The Islamist group that is now in charge of the war-torn country has given some women the opportunity to interview their leaders. It has also allowed limited protests and vowed that women will be able to pursue an education, but an activist says it is no more than a ruse.
In mid-August, when the Taliban, an Islamist movement condemned as a terrorist organisation by a number of international players, seized control of Afghanistan, they rushed to assure people not to worry.
They vowed not to take revenge against loyalists of the previous government that had failed to flee the country. They promised media freedom and stressed that women would be able to keep their rights.

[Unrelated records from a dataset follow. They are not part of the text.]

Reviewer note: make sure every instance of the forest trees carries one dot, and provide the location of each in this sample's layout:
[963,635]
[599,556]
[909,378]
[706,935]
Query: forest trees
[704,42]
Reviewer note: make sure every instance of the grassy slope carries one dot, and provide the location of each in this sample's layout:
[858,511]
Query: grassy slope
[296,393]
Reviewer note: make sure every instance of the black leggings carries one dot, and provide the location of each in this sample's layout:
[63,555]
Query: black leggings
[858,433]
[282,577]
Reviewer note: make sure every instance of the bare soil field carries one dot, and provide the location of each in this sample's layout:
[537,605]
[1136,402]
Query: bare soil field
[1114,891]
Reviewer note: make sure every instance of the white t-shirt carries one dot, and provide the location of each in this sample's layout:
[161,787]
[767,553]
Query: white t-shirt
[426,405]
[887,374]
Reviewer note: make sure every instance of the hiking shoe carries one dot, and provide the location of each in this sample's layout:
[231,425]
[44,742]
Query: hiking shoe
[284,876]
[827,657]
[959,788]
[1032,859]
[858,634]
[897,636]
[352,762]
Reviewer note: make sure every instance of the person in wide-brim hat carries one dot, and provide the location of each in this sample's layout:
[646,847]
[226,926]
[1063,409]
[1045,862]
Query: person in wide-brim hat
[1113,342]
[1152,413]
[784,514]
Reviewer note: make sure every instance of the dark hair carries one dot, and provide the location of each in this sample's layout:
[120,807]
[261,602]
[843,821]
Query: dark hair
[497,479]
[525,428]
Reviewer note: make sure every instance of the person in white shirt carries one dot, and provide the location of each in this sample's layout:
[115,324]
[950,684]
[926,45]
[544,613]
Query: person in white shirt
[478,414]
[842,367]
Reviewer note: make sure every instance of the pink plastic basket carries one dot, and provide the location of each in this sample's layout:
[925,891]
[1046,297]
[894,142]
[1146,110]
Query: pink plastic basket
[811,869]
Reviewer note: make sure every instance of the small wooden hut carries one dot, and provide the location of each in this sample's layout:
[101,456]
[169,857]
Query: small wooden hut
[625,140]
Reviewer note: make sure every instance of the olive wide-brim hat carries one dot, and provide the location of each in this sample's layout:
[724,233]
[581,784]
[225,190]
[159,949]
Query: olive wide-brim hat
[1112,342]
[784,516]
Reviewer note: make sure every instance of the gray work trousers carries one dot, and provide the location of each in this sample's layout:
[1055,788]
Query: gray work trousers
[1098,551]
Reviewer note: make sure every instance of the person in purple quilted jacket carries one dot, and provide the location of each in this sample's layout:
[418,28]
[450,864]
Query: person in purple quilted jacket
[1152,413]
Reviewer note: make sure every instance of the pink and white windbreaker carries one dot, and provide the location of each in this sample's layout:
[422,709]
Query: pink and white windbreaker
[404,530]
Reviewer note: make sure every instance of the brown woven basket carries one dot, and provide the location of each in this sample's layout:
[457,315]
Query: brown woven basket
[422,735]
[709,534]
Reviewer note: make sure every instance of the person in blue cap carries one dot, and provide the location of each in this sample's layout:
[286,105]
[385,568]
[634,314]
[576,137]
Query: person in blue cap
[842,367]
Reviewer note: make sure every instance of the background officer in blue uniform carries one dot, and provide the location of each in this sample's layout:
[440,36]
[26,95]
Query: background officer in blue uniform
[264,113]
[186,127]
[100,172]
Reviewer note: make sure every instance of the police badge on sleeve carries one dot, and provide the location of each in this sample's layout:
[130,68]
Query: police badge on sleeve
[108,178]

Fear, Concern and Uncertainty
But Maryam, a women’s rights activist from Kabul, whose real name cannot be disclosed for security reasons, says she feels “fear, concern and uncertainty of what’s yet to come”.
Maryam and many other Afghan women have good reason to worry. During their first stint ruling Afghanistan back in the late 1990s, the Taliban applied strict Sharia law, implemented segregation, banned women from studying, imposed a dress code and executed those who dared to breach their norms.
When they were overthrown, and Hamid Karzai became president in 2002, Afghan women were given rights and freedoms. They were allowed to participate in socio-economic life, they were able to express themselves, and were even permitted to remove their headscarves, something that couldn’t have been done during…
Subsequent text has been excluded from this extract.